Other than that it works fine.

[timogoebel]

I am getting an error when you provide an incorrect IP (non-existing host):

Ah, this needs a test as well. Will take a look.

[timogoebel]

This fixes the issue:

diff --git a/app/controllers/concerns/foreman/controller/template_rendering.rb b/app/controllers/concerns/foreman/controller/template_rendering.rb
index 4f9e0ba23..16662e24b 100644
--- a/app/controllers/concerns/foreman/controller/template_rendering.rb
+++ b/app/controllers/concerns/foreman/controller/template_rendering.rb
@@ -25,9 +25,9 @@ module Foreman
       end

       def render_error(options)
-        logger.error error_message % params
         message = options.delete(:message)
         status = options.delete(:status) || :not_found
+        logger.error message % options
         render plain: "#{message % options}\n", :status => status
       end
     end
diff --git a/app/models/template_kind.rb b/app/models/template_kind.rb
index b4a504645..9cbd198be 100644
--- a/app/models/template_kind.rb
+++ b/app/models/template_kind.rb
@@ -21,7 +21,7 @@ class TemplateKind < ApplicationRecord
       "user_data" => N_("User data template"),
       "ZTP" => N_("ZTP PXE template"),
       "POAP" => N_("POAP PXE template"),
-      "cloud-init" => N_("cloud-init template")
+      "cloud-init" => N_("Cloud-init template")
     }
   end

@@ -36,7 +36,8 @@ class TemplateKind < ApplicationRecord
       "script" => N_("An arbitrary script, must be manually downloaded using wget/curl."),
       "user_data" => N_("Template with seed data for virtual or cloud instances when 'user data' flag is set, typically cloud-init or ignition format."),
       "ZTP" => N_("Provisioning Junos devices (Junos 12.2+)."),
-      "POAP" => N_("Provisioning for switches running NX-OS.")
+      "POAP" => N_("Provisioning for switches running NX-OS."),
+      "cloud-init" => N_("Template for cloud-init unattended endpoint.")
     }
   end

diff --git a/test/controllers/userdata_controller_test.rb b/test/controllers/userdata_controller_test.rb
index 1efb82450..57f619c68 100644
--- a/test/controllers/userdata_controller_test.rb
+++ b/test/controllers/userdata_controller_test.rb
@@ -63,6 +63,15 @@ class UserdataControllerTest < ActionController::TestCase
         assert_response :success
         assert_equal user_data_content, @response.body
       end
+
+      context 'with unknown ip address' do
+        test 'should display an error' do
+          @request.env['REMOTE_ADDR'] = '198.51.100.1'
+          get :userdata
+          assert_response :not_found
+          assert_includes @response.body, 'Could not find host for request 198.51.100.1'
+        end
+      end
     end

     context 'with cloud-init template' do

[timogoebel]

@lzap: Tests passed.

[lzap]

Please rebase.

[timogoebel]

Rebased.

[lzap]

Works fine, thank you so much for doing the extra work and pushing this into core.
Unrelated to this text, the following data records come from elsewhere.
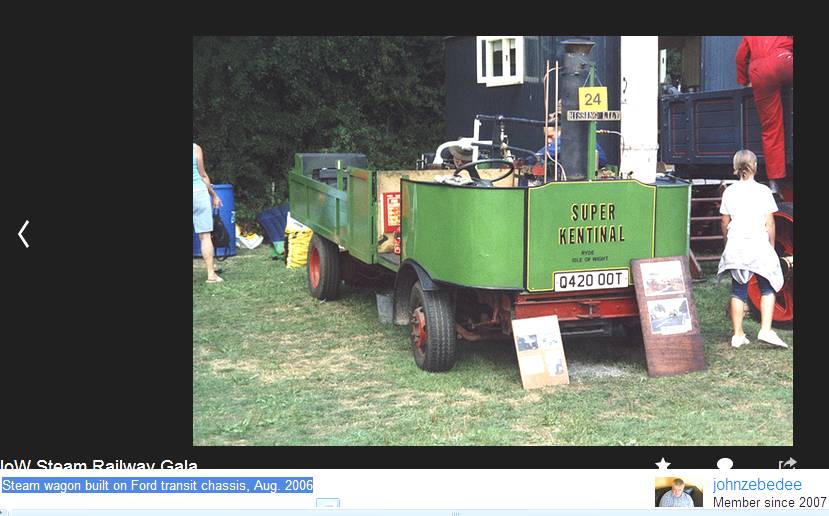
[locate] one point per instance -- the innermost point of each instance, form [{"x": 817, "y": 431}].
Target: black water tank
[{"x": 574, "y": 70}]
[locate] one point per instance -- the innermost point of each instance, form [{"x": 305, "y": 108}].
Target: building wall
[{"x": 465, "y": 98}]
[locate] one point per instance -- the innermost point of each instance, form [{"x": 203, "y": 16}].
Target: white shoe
[
  {"x": 770, "y": 337},
  {"x": 736, "y": 341}
]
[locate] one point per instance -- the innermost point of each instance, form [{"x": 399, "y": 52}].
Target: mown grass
[{"x": 273, "y": 366}]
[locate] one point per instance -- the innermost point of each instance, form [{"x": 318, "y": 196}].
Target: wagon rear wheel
[
  {"x": 323, "y": 268},
  {"x": 784, "y": 245},
  {"x": 432, "y": 329}
]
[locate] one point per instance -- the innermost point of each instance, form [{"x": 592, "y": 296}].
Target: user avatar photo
[
  {"x": 527, "y": 342},
  {"x": 678, "y": 492}
]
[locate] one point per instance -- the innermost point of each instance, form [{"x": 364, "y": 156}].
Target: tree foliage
[{"x": 259, "y": 100}]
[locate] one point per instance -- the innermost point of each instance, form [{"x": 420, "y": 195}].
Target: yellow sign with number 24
[{"x": 593, "y": 98}]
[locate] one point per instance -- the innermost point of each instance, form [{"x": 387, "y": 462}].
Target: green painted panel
[
  {"x": 316, "y": 205},
  {"x": 361, "y": 239},
  {"x": 463, "y": 235},
  {"x": 584, "y": 225},
  {"x": 672, "y": 220}
]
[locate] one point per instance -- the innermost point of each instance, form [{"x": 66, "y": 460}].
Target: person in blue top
[
  {"x": 202, "y": 214},
  {"x": 553, "y": 139}
]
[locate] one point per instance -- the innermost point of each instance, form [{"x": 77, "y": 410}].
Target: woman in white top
[
  {"x": 747, "y": 210},
  {"x": 202, "y": 214}
]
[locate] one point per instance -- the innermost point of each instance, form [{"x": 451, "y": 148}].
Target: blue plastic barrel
[{"x": 228, "y": 214}]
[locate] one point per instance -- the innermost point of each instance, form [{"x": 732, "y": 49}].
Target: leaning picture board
[
  {"x": 673, "y": 344},
  {"x": 540, "y": 351}
]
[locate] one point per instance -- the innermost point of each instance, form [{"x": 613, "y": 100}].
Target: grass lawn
[{"x": 274, "y": 366}]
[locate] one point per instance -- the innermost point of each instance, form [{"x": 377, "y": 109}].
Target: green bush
[{"x": 259, "y": 100}]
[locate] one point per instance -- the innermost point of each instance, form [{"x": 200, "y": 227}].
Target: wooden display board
[
  {"x": 673, "y": 344},
  {"x": 540, "y": 352}
]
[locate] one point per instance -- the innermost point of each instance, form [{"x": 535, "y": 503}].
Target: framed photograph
[
  {"x": 527, "y": 342},
  {"x": 669, "y": 316},
  {"x": 540, "y": 352},
  {"x": 661, "y": 278}
]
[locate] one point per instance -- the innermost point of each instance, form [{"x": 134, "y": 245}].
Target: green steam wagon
[{"x": 471, "y": 256}]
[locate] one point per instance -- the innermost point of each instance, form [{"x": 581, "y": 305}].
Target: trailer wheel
[
  {"x": 323, "y": 268},
  {"x": 783, "y": 314},
  {"x": 432, "y": 329}
]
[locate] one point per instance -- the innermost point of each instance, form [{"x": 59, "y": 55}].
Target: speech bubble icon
[{"x": 725, "y": 463}]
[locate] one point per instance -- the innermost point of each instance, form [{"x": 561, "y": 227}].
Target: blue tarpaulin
[{"x": 273, "y": 222}]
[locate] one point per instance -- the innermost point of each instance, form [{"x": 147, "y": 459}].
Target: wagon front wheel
[
  {"x": 323, "y": 268},
  {"x": 432, "y": 329}
]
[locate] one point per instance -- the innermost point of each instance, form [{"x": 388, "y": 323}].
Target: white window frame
[{"x": 485, "y": 76}]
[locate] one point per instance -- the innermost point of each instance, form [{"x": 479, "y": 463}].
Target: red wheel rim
[
  {"x": 314, "y": 267},
  {"x": 784, "y": 245},
  {"x": 419, "y": 329}
]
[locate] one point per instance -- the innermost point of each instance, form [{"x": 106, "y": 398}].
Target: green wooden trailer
[{"x": 472, "y": 258}]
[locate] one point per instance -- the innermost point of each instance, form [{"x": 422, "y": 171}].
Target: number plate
[{"x": 591, "y": 280}]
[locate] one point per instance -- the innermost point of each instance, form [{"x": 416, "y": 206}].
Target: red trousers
[{"x": 768, "y": 76}]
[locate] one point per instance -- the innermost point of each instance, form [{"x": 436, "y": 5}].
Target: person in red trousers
[{"x": 765, "y": 63}]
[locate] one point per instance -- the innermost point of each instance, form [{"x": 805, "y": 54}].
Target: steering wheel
[{"x": 472, "y": 170}]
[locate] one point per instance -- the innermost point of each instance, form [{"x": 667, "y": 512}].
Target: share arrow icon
[{"x": 20, "y": 234}]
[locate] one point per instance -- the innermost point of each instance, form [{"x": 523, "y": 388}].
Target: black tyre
[
  {"x": 432, "y": 329},
  {"x": 323, "y": 268}
]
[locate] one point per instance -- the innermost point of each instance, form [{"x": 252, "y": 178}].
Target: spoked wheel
[
  {"x": 432, "y": 329},
  {"x": 323, "y": 268},
  {"x": 784, "y": 245}
]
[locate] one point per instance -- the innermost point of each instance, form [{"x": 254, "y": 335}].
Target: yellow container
[{"x": 298, "y": 241}]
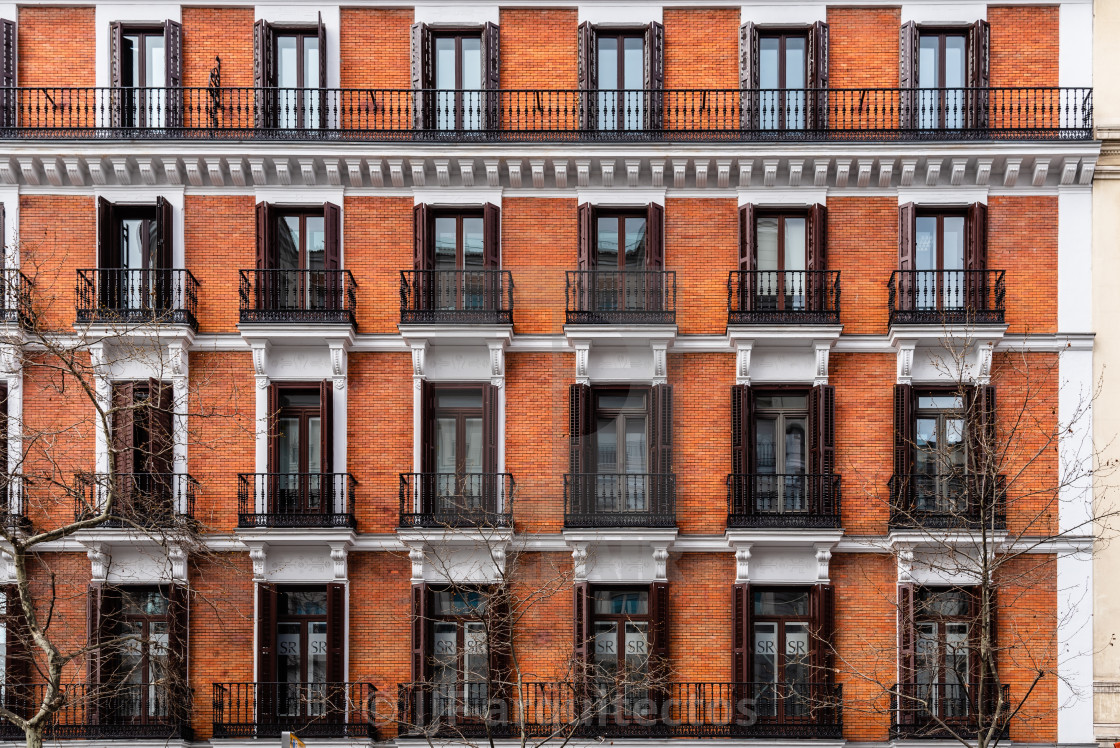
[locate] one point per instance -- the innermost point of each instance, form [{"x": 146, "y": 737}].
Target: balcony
[
  {"x": 117, "y": 712},
  {"x": 456, "y": 297},
  {"x": 954, "y": 501},
  {"x": 296, "y": 499},
  {"x": 768, "y": 297},
  {"x": 298, "y": 297},
  {"x": 619, "y": 499},
  {"x": 783, "y": 501},
  {"x": 455, "y": 499},
  {"x": 143, "y": 499},
  {"x": 616, "y": 297},
  {"x": 946, "y": 297},
  {"x": 309, "y": 710},
  {"x": 541, "y": 115},
  {"x": 679, "y": 710},
  {"x": 137, "y": 297},
  {"x": 948, "y": 711}
]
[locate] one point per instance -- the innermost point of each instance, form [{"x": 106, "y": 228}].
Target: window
[
  {"x": 622, "y": 73},
  {"x": 946, "y": 72},
  {"x": 784, "y": 76},
  {"x": 290, "y": 72},
  {"x": 147, "y": 72},
  {"x": 300, "y": 635},
  {"x": 455, "y": 77}
]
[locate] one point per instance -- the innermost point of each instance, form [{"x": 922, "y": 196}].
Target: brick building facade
[{"x": 683, "y": 326}]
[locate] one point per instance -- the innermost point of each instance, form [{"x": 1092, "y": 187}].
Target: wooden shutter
[
  {"x": 588, "y": 72},
  {"x": 105, "y": 255},
  {"x": 492, "y": 237},
  {"x": 421, "y": 632},
  {"x": 579, "y": 428},
  {"x": 586, "y": 255},
  {"x": 422, "y": 66},
  {"x": 492, "y": 66},
  {"x": 423, "y": 252},
  {"x": 336, "y": 633},
  {"x": 266, "y": 242},
  {"x": 333, "y": 231},
  {"x": 654, "y": 236},
  {"x": 740, "y": 634},
  {"x": 491, "y": 394}
]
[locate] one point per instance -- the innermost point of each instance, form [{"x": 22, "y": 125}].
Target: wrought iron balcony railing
[
  {"x": 457, "y": 297},
  {"x": 296, "y": 499},
  {"x": 791, "y": 297},
  {"x": 949, "y": 710},
  {"x": 114, "y": 295},
  {"x": 946, "y": 297},
  {"x": 783, "y": 501},
  {"x": 618, "y": 297},
  {"x": 109, "y": 712},
  {"x": 309, "y": 710},
  {"x": 949, "y": 501},
  {"x": 466, "y": 710},
  {"x": 298, "y": 296},
  {"x": 619, "y": 499},
  {"x": 712, "y": 114},
  {"x": 146, "y": 499},
  {"x": 456, "y": 499}
]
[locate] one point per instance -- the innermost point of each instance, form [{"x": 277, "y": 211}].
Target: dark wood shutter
[
  {"x": 588, "y": 73},
  {"x": 421, "y": 632},
  {"x": 740, "y": 634},
  {"x": 585, "y": 253},
  {"x": 907, "y": 636},
  {"x": 106, "y": 258},
  {"x": 336, "y": 633},
  {"x": 492, "y": 237},
  {"x": 9, "y": 72},
  {"x": 580, "y": 420},
  {"x": 422, "y": 66},
  {"x": 423, "y": 252},
  {"x": 492, "y": 67},
  {"x": 748, "y": 76},
  {"x": 491, "y": 394},
  {"x": 907, "y": 75},
  {"x": 654, "y": 236},
  {"x": 654, "y": 73}
]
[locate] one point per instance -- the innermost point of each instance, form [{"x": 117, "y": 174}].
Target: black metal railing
[
  {"x": 16, "y": 297},
  {"x": 298, "y": 296},
  {"x": 108, "y": 712},
  {"x": 845, "y": 114},
  {"x": 949, "y": 501},
  {"x": 309, "y": 710},
  {"x": 456, "y": 499},
  {"x": 949, "y": 710},
  {"x": 621, "y": 297},
  {"x": 457, "y": 297},
  {"x": 296, "y": 499},
  {"x": 783, "y": 501},
  {"x": 791, "y": 297},
  {"x": 619, "y": 499},
  {"x": 150, "y": 499},
  {"x": 939, "y": 297},
  {"x": 630, "y": 710},
  {"x": 114, "y": 295}
]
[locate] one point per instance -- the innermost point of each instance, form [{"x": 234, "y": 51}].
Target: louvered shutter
[
  {"x": 492, "y": 66},
  {"x": 906, "y": 282},
  {"x": 421, "y": 632},
  {"x": 336, "y": 633},
  {"x": 748, "y": 76},
  {"x": 9, "y": 71},
  {"x": 588, "y": 71}
]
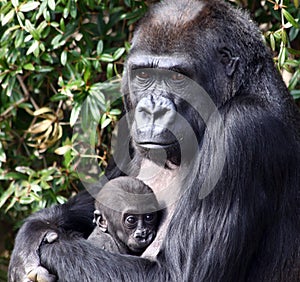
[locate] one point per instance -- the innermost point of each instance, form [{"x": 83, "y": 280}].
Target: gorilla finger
[
  {"x": 40, "y": 274},
  {"x": 50, "y": 237}
]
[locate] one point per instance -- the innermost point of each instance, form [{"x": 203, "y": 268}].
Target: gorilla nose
[
  {"x": 159, "y": 111},
  {"x": 140, "y": 234}
]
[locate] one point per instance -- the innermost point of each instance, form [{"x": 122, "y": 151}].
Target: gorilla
[
  {"x": 125, "y": 223},
  {"x": 214, "y": 132}
]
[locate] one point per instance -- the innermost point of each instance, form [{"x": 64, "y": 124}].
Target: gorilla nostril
[{"x": 160, "y": 110}]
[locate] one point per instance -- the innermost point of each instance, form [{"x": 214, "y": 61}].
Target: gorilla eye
[
  {"x": 130, "y": 219},
  {"x": 149, "y": 217},
  {"x": 142, "y": 74},
  {"x": 178, "y": 76}
]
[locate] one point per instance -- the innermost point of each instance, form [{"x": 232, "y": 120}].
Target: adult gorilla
[{"x": 247, "y": 227}]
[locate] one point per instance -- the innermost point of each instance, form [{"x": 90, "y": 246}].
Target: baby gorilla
[{"x": 126, "y": 215}]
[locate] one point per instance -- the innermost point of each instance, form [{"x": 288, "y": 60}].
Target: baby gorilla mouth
[{"x": 142, "y": 240}]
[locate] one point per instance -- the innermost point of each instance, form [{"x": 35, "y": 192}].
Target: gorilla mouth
[
  {"x": 156, "y": 145},
  {"x": 143, "y": 241}
]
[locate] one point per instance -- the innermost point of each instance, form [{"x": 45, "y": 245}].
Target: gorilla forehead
[
  {"x": 159, "y": 30},
  {"x": 177, "y": 12}
]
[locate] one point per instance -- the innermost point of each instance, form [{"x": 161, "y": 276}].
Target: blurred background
[{"x": 55, "y": 59}]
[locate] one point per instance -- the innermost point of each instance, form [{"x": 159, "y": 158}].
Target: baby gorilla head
[{"x": 127, "y": 210}]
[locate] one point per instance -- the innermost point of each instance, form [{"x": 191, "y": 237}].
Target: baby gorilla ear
[{"x": 100, "y": 220}]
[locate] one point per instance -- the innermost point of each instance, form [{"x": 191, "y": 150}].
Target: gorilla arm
[
  {"x": 90, "y": 263},
  {"x": 45, "y": 226}
]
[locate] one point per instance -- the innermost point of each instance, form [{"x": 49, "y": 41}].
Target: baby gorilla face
[{"x": 139, "y": 230}]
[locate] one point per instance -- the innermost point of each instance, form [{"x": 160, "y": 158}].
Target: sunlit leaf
[
  {"x": 29, "y": 6},
  {"x": 63, "y": 150},
  {"x": 51, "y": 4},
  {"x": 290, "y": 18}
]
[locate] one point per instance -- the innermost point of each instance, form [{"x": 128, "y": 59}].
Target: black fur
[{"x": 247, "y": 228}]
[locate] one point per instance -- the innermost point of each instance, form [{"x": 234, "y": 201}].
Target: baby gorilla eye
[
  {"x": 142, "y": 74},
  {"x": 178, "y": 76}
]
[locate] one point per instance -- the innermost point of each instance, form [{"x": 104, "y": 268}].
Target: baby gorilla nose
[{"x": 140, "y": 234}]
Katello tests did not run however this provisioning endpoint is very unlikely to affect Katello in any way.

[lzap]

Merged, thanks. Feel free to turn the description into manual and send it to manual site and/or tutorial section of our discourse.

[ares]

Awesome work! I'm happy to see this in core. Also I'm looking forward for the documentation update :-)

[timogoebel]

The only thing still missing is the possibility to create a template from an existing host. I believe we already have all the bits and pieces, we just have to glue them together.